Dr. Luke Johnston is a diabetes epidemiologist working at the Steno Diabetes Center Aarhus in Denmark. He is passionate about educating
researchers on modern computing tools and skills, having taught many Carpentry workshops as well as creating and instructing several intensive courses teaching computing skills and analytic reproducibility to diabetes researchers. When he isn't teaching or doing research, he is building software tools to automate common research workflows and tasks.

Dr. Joel Ostblom is a post-doctoral teaching fellow in the Master's of Data Science program at the University of British Columbia in Vancouver, B.C.
He has co-created or led the development of several courses and workshops at the University of Toronto and the University of British Columbia. Joel cares deeply about spreading data literacy and excitement over programmatic data analysis, which is reflected in his contributions to open source projects and data science learning resources.
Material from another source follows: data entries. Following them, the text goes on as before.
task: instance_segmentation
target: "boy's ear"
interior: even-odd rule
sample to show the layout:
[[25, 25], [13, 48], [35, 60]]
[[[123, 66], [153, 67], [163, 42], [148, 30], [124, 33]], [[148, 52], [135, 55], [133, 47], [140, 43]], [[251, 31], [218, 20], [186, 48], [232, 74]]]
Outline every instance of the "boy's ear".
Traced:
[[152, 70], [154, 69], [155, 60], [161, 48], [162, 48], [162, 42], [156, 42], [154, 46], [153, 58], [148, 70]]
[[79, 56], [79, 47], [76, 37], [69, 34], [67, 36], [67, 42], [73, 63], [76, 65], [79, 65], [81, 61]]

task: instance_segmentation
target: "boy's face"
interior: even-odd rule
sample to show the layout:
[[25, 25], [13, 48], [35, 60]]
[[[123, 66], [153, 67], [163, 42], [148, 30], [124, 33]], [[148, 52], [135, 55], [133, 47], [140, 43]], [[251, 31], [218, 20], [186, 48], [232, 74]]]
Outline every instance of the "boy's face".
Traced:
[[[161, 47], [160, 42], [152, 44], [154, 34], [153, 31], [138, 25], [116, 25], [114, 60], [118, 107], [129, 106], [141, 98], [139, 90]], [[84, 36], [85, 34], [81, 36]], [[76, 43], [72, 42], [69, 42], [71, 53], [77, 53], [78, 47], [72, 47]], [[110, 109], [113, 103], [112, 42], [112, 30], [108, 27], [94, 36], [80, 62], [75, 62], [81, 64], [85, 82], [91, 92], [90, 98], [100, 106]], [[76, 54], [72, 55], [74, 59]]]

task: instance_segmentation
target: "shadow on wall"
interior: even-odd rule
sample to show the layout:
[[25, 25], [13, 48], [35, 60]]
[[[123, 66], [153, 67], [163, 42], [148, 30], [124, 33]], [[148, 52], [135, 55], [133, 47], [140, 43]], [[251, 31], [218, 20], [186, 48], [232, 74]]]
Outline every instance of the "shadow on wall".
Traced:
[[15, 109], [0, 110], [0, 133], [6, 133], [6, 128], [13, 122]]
Dr. Charlotte Wickham is a data scientist and educator, who teaches in the Statistics Department at Oregon State University, as well as operating her own consulting and training business. She loves to help people build their data super powers in the R programming language. She currently lives in Corvallis, Oregon, but originally hails from New Zealand.

Dr. Greg Wilson is a programmer and educator based in Toronto, Ontario. He was the co-founder and first Executive Director of Software Carpentry,
and currently leads the instructor training program at RStudio PBC. A member of the Python Software Foundation, Greg has written or edited over a dozen books and received ACM SIGSOFT's Influential Educator Award in 2020.